To be fair, the products do appear to be running multiple searches. When I attended the rash of AI presentations at AALL over the summer, I asked Jeff Pfeiffer of Lexis how he could be sure that the model had all relevant results, and he mentioned that the model sends many, many searches to the database not just one. Which does give some comfort, but leads me to the next point of quality control.

We will want to have some insight into the searches that are being run, so that we can verify that they are asking the right questions. From the demos I’ve seen of CoCounsel and Lexis+ AI, this is not currently a feature. But it could be. For example, the AI assistant from scite (an academic research tool) sends searches to academic research databases and (seemingly using RAG and other techniques to analyze the search results) produces an answer. They also give a mini-research trail, showing the searches that are being run against the database and then allowing you to adjust if that’s not what you wanted.

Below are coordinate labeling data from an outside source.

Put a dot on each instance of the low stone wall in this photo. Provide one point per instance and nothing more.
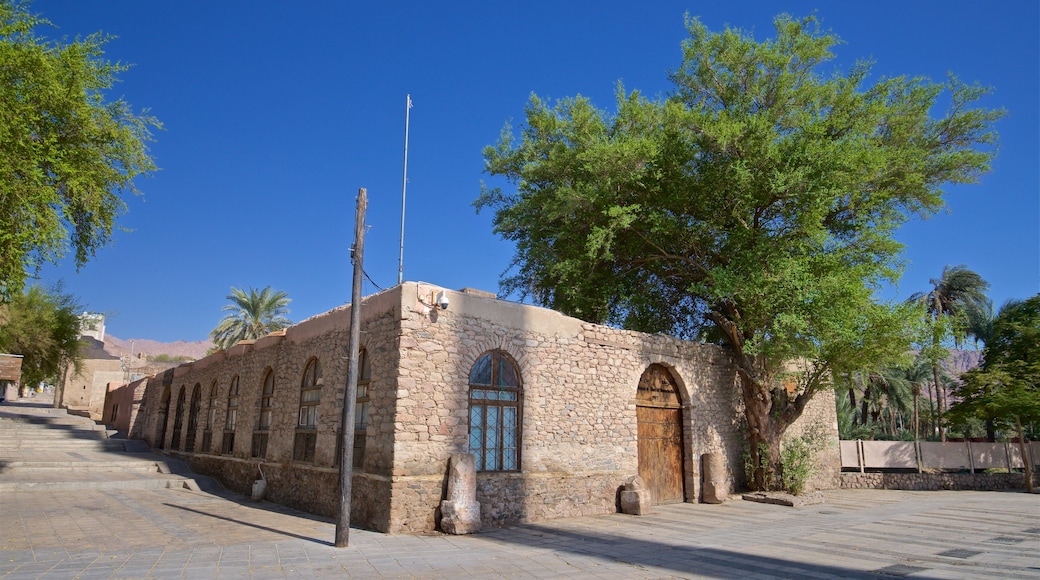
(934, 481)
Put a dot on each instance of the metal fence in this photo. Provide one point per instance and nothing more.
(921, 455)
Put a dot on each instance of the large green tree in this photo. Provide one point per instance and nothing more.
(44, 326)
(955, 306)
(251, 315)
(1006, 388)
(755, 205)
(68, 154)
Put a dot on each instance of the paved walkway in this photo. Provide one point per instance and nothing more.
(184, 533)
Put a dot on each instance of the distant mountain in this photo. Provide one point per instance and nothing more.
(191, 350)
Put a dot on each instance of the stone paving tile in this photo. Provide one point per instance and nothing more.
(178, 533)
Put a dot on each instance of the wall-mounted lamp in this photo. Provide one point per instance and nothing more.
(441, 299)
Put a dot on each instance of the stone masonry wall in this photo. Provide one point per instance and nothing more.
(579, 430)
(308, 485)
(578, 407)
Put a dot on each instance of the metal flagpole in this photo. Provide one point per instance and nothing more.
(404, 188)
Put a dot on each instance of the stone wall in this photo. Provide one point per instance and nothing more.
(123, 404)
(308, 485)
(819, 419)
(933, 481)
(577, 412)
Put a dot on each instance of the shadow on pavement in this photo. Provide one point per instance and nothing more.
(257, 526)
(702, 561)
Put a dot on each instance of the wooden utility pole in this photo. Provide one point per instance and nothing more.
(349, 394)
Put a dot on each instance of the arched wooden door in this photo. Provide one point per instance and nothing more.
(178, 421)
(160, 426)
(658, 415)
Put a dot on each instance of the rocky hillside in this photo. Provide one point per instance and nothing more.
(151, 348)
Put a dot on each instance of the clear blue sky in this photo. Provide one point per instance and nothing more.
(277, 112)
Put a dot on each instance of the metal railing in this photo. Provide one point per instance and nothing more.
(923, 455)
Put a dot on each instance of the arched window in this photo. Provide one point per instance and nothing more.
(494, 413)
(310, 398)
(228, 444)
(178, 421)
(263, 419)
(361, 409)
(207, 433)
(193, 410)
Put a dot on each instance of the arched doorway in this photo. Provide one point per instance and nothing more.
(178, 421)
(193, 418)
(658, 414)
(160, 427)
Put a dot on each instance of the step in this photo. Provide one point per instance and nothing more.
(126, 466)
(78, 481)
(30, 436)
(57, 445)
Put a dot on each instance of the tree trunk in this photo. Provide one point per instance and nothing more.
(1027, 459)
(916, 414)
(852, 405)
(765, 427)
(938, 401)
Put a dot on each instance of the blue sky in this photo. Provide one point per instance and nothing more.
(277, 112)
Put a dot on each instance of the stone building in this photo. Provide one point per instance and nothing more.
(557, 412)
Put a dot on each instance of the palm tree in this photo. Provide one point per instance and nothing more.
(251, 316)
(955, 298)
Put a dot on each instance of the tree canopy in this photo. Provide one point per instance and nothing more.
(251, 315)
(1006, 388)
(44, 326)
(67, 154)
(754, 205)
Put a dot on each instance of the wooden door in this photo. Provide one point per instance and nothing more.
(659, 419)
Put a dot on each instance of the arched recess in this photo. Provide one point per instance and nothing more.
(178, 421)
(495, 404)
(658, 413)
(193, 410)
(160, 426)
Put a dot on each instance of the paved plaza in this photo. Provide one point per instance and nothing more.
(185, 533)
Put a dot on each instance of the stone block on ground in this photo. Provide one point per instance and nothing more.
(715, 488)
(461, 511)
(635, 498)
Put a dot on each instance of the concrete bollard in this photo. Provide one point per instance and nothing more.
(715, 488)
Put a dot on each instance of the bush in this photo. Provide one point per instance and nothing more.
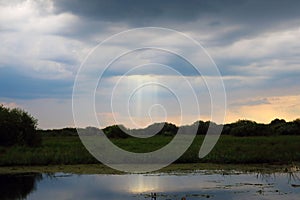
(17, 127)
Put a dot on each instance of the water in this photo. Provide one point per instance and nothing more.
(199, 185)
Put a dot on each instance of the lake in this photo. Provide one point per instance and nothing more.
(195, 185)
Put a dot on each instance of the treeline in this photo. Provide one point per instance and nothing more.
(241, 128)
(17, 127)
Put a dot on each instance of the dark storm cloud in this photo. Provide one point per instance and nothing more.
(136, 11)
(248, 17)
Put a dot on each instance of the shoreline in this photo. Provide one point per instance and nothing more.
(173, 168)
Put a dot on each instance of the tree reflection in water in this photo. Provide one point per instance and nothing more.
(18, 186)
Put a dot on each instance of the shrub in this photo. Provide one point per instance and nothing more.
(17, 127)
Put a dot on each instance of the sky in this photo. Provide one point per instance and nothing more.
(254, 44)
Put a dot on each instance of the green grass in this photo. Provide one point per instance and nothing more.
(68, 150)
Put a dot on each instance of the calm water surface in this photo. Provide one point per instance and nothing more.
(199, 185)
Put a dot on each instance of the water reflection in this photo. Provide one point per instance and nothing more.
(200, 185)
(18, 186)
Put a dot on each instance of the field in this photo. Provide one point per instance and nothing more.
(68, 150)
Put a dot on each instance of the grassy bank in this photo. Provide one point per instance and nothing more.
(68, 150)
(173, 168)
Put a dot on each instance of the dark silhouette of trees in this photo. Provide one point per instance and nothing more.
(17, 127)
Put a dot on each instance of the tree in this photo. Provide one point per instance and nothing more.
(17, 127)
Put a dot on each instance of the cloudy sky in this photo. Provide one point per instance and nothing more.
(255, 45)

scite AI Assistant Sample Results
sCcite AI Assistant Settings

Are there uses for generative AI where the risks presented by hallucinations are lessened?

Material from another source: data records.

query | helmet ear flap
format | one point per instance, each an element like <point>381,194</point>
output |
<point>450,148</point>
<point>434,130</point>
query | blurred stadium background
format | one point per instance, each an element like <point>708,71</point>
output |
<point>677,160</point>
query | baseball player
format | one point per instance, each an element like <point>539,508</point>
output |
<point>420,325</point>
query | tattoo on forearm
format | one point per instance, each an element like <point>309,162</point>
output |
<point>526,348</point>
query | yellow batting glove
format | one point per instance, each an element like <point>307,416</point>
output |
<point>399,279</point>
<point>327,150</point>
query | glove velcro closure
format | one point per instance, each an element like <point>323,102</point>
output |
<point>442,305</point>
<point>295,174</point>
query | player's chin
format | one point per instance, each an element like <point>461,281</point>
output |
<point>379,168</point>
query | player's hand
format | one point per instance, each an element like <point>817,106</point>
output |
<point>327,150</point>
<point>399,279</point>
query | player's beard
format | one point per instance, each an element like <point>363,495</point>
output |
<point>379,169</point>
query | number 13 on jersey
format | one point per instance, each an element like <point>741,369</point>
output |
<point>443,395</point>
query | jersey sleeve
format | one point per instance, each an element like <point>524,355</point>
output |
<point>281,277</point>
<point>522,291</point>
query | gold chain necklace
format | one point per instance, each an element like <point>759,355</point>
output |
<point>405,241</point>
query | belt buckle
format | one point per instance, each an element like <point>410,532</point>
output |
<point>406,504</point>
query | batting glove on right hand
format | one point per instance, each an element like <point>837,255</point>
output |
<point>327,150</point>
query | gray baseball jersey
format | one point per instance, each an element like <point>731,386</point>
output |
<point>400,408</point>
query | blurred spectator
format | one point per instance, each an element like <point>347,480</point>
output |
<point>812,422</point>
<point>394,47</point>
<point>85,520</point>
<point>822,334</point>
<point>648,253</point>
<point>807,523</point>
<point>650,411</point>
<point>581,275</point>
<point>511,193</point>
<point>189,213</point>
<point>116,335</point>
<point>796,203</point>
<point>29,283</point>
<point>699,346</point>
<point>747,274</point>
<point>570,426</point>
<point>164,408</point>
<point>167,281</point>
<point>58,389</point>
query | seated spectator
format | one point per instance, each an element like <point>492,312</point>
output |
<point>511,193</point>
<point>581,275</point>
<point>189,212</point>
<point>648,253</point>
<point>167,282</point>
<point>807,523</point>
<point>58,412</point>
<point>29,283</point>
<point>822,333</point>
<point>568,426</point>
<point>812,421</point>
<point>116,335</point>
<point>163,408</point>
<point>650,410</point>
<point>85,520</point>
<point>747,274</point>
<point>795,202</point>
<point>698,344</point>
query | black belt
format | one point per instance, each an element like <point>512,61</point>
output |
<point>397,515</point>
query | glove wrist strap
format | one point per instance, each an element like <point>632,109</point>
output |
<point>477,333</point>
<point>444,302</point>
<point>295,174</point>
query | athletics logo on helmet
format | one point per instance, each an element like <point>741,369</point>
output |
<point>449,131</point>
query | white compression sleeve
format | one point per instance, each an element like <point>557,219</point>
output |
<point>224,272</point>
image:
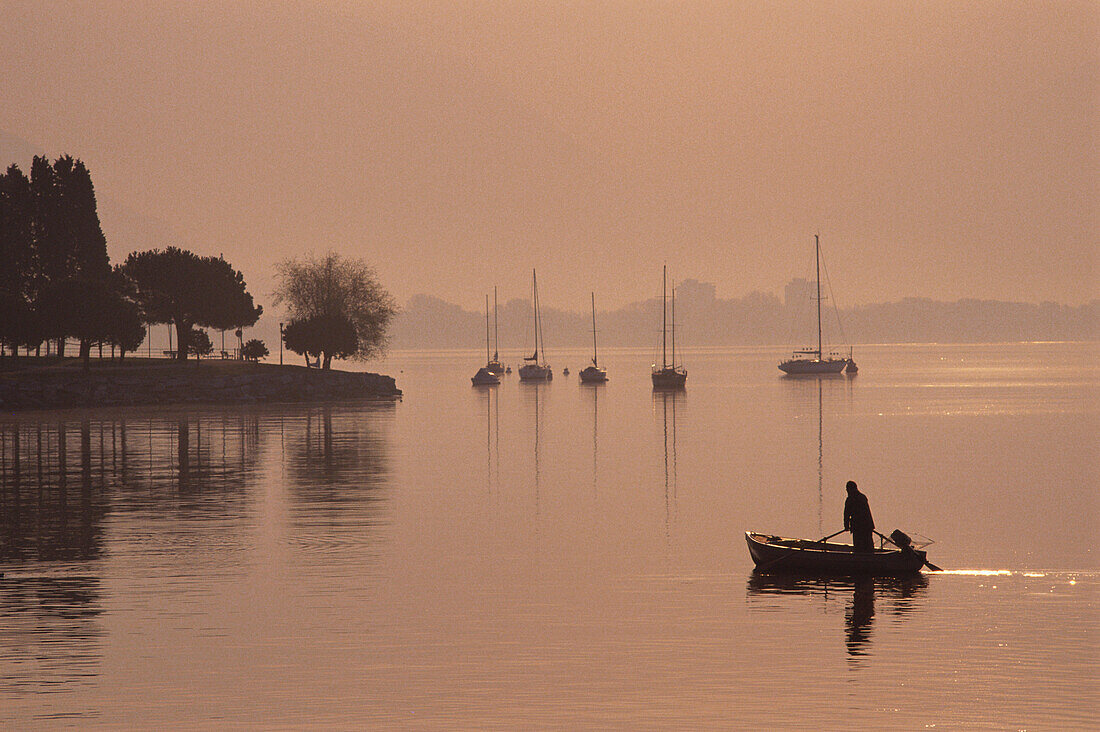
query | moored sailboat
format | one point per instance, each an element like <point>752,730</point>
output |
<point>485,377</point>
<point>536,367</point>
<point>594,374</point>
<point>810,360</point>
<point>494,363</point>
<point>669,375</point>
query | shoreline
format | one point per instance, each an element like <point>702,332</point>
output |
<point>64,384</point>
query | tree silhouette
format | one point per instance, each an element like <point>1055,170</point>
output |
<point>182,287</point>
<point>323,335</point>
<point>337,307</point>
<point>254,350</point>
<point>198,342</point>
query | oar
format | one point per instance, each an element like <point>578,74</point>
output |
<point>926,563</point>
<point>771,564</point>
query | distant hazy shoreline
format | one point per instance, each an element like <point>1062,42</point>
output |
<point>756,319</point>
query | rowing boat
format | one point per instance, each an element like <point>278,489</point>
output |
<point>777,554</point>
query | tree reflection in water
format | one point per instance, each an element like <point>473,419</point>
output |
<point>337,463</point>
<point>901,594</point>
<point>59,481</point>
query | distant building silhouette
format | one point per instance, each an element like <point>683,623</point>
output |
<point>798,293</point>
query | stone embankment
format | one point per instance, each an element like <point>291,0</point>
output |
<point>191,383</point>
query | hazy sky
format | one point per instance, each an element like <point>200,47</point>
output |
<point>942,149</point>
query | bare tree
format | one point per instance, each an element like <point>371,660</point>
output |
<point>334,288</point>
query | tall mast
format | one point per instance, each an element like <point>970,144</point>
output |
<point>817,265</point>
<point>594,362</point>
<point>673,326</point>
<point>535,301</point>
<point>664,316</point>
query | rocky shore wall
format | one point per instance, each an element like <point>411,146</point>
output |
<point>187,384</point>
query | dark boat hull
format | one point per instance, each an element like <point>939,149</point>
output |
<point>799,367</point>
<point>670,378</point>
<point>593,375</point>
<point>774,554</point>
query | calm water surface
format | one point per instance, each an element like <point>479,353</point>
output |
<point>563,556</point>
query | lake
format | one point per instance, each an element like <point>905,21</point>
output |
<point>560,555</point>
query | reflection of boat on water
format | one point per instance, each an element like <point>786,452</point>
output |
<point>776,554</point>
<point>536,369</point>
<point>810,361</point>
<point>594,374</point>
<point>669,375</point>
<point>669,399</point>
<point>485,375</point>
<point>900,594</point>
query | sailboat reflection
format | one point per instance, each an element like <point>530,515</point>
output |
<point>532,394</point>
<point>492,400</point>
<point>668,401</point>
<point>805,390</point>
<point>900,594</point>
<point>595,388</point>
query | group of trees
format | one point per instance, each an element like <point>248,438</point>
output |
<point>57,282</point>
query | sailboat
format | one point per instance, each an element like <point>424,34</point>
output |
<point>485,375</point>
<point>669,375</point>
<point>494,363</point>
<point>811,360</point>
<point>536,369</point>
<point>594,374</point>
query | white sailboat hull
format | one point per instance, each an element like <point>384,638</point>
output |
<point>534,372</point>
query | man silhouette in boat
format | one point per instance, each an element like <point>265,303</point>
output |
<point>857,519</point>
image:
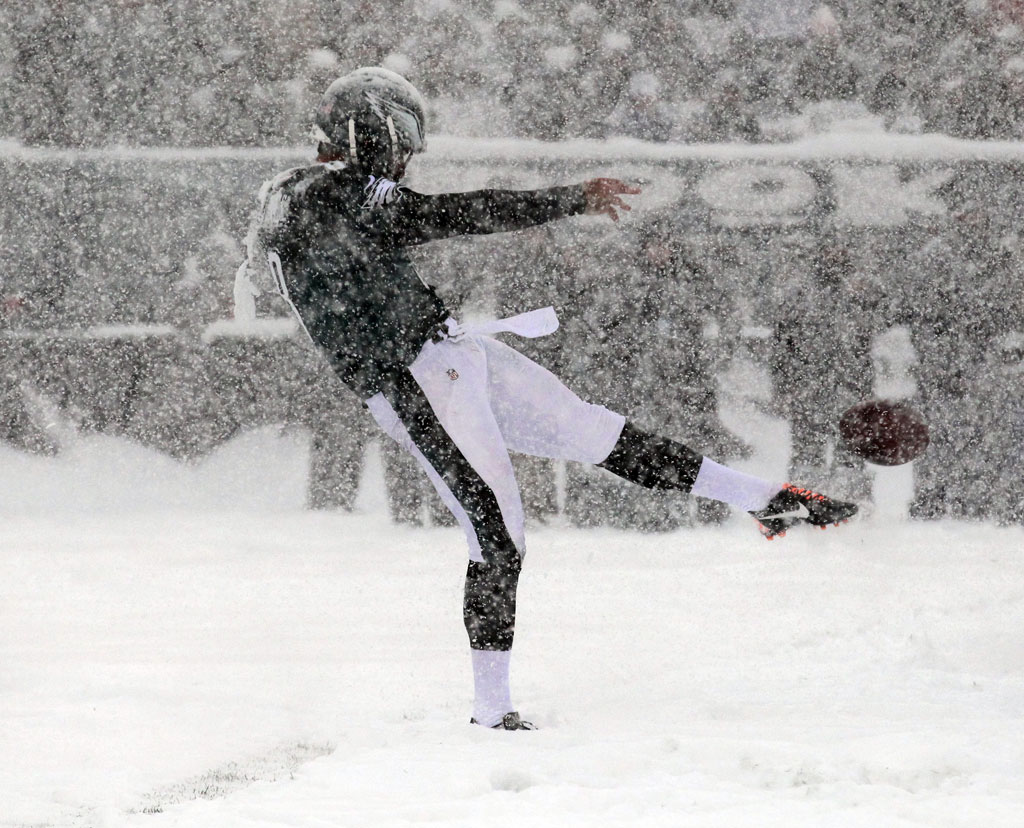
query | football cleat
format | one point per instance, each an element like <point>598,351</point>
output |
<point>795,505</point>
<point>509,722</point>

The other good news is that there are plenty of tasks we can give generative AI for which hallucinations are less of an issue. For example, CoCounsel has several other “skills” that do not depend upon accuracy of legal research, but are instead ways of working with and transforming documents that you provide to the tool.

Similarly, even working with a generally applicable tool such as ChatGPT, there are many applications that do not require precise legal accuracy. There are two rules of thumb I like to keep in mind when thinking about tasks to give to ChatGPT: (1) could this information be found via Google? and (2) is a somewhat average answer ok? (As one commentator memorably put it “Because [LLMs] work by predicting the most statistically likely word in a sentence, they churn out average content by design.”)

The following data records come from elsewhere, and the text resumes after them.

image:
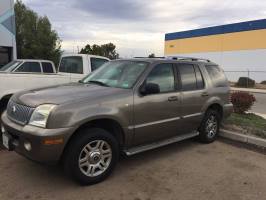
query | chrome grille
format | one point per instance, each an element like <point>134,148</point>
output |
<point>19,113</point>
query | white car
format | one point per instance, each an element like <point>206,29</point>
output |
<point>27,74</point>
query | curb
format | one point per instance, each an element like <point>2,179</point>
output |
<point>260,91</point>
<point>250,140</point>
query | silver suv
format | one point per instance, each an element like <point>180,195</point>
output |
<point>128,106</point>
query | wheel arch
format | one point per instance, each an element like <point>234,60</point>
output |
<point>109,125</point>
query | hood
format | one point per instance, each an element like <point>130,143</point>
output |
<point>62,94</point>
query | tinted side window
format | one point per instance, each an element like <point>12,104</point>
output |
<point>217,76</point>
<point>47,67</point>
<point>96,63</point>
<point>163,75</point>
<point>188,77</point>
<point>71,64</point>
<point>31,67</point>
<point>200,81</point>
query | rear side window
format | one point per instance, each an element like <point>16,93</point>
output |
<point>199,78</point>
<point>71,64</point>
<point>217,76</point>
<point>188,77</point>
<point>47,67</point>
<point>97,62</point>
<point>30,67</point>
<point>163,75</point>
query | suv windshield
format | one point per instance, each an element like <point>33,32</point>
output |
<point>120,74</point>
<point>10,66</point>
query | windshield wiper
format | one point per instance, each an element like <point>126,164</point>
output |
<point>99,83</point>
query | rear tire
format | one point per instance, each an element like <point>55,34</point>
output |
<point>91,156</point>
<point>210,126</point>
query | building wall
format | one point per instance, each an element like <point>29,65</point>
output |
<point>239,46</point>
<point>7,25</point>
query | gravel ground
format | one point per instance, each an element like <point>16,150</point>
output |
<point>185,170</point>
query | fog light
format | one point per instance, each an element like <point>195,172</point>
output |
<point>27,145</point>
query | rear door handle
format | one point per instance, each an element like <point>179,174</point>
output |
<point>173,98</point>
<point>204,94</point>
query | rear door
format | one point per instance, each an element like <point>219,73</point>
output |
<point>156,116</point>
<point>193,95</point>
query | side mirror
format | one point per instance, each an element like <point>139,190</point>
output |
<point>149,88</point>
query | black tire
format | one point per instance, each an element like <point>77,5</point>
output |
<point>206,136</point>
<point>76,147</point>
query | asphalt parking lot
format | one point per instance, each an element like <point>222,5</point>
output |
<point>185,170</point>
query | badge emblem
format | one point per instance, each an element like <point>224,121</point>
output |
<point>14,109</point>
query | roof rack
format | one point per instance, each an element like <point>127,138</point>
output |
<point>187,58</point>
<point>150,57</point>
<point>180,58</point>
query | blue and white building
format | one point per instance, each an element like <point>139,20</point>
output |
<point>8,50</point>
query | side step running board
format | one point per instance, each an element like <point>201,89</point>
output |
<point>154,145</point>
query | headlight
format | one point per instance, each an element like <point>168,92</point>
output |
<point>40,115</point>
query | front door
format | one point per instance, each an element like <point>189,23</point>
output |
<point>157,116</point>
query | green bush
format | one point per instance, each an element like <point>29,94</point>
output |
<point>242,101</point>
<point>245,82</point>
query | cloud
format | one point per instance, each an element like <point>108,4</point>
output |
<point>114,10</point>
<point>137,27</point>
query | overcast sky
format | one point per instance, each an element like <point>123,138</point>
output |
<point>137,27</point>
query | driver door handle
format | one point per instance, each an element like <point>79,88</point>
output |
<point>204,94</point>
<point>172,98</point>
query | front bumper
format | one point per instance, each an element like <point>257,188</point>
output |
<point>41,150</point>
<point>227,110</point>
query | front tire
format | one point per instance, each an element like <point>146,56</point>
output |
<point>91,156</point>
<point>210,126</point>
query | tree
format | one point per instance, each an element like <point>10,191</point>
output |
<point>106,50</point>
<point>34,35</point>
<point>152,55</point>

For most legal research questions, we could not find an answer using Google, which is why we turn to Westlaw or Lexis. But if we just need someone to explain the elements of breach of contract to us, or come up with hypotheticals to test our knowledge, it’s quite likely that content like that has appeared on the internet, and ChatGPT can generate something helpful.

Similarly, for many legal research questions, an average answer would not work, and we may need to be more in-depth in our answers. But for other tasks, an average answer is just fine. For example, if you need help coming up with an outline or an initial draft for a paper, there are likely hundreds of samples in the data set, and there is no need to reinvent the wheel, so ChatGPT or a similar product would work well.

What’s next?

In the coming months, as legal research generative AI products become increasingly available, librarians will need to adapt to develop methods for assessing accuracy. Currently, there appear to be no benchmarks to compare hallucinations across platforms. Knowing librarians, that won’t be the case for long, at least with respect to legal research.